This is extremely important for the industry I am working in (advertising). The TV stations (all across the nation) we are sending our spots to won't accept anything else other than Quicktime H.264 Mov files. There should at least be a legacy option for it, because right now we are having to export ProRes files, and then encode those files with the 2017 version of Media Encoder in order to get the H.264 version.
I have to use the 2017 Media Encoder as well for my TV station Deliveries. Hopefully we wither get back Quicktime h.264 or the stations change. The latter probably won't happen for another 10 years...
Adobe is catering too much to Apple users. I run a video company that uses a Windows PC and Sony A7sii workflow, which when RAW, are H.264 files. Just because Apple doesn't like H.264 doesn't mean you should abandon a fulyy functioning and useful codec. Remember that people use custom PC's running Windows too, without access to AppleProRes422.

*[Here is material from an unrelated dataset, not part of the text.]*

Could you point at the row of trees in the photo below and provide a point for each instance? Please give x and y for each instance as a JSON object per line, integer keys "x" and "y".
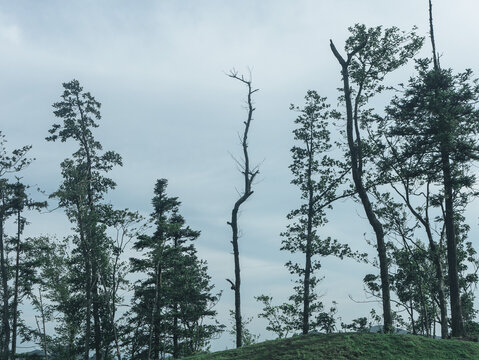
{"x": 411, "y": 170}
{"x": 78, "y": 284}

Quicktime is dead, that's a fact. But .mov is not, it's just a wrapper. Apple still supports h.264 in a .mov wrapper, so why can't Premiere and Adobe apps export it? We use PIX to share cuts and they have a very specific spec for upload that requires .mov.
I rather not use CC 2017, because I've already run into issues on High Sierra getting exports done in this required spec. I've had Encoder just hang up.
If Apple Compressor and FCP can export h.264 .mov files, Premiere should also be able to.
This is another area where Adobe is ignoring what professional users need, without explanation or sensible workarounds. We are starting the edit process on a 13-week half-hour episodic and we cannot meet their Quicktime h.264 export needs without having to jump through unnecessary hoops unless we ditch Adobe for AVID or go back to FCP. Ridiculous.
Agreed. PIX (used by the entire film and tv industry) is very specific about what it can handle and it will only take an H264 wrapped in a quicktime. This needs to be resolved OR adobe will lose clients to AVID which supports that export.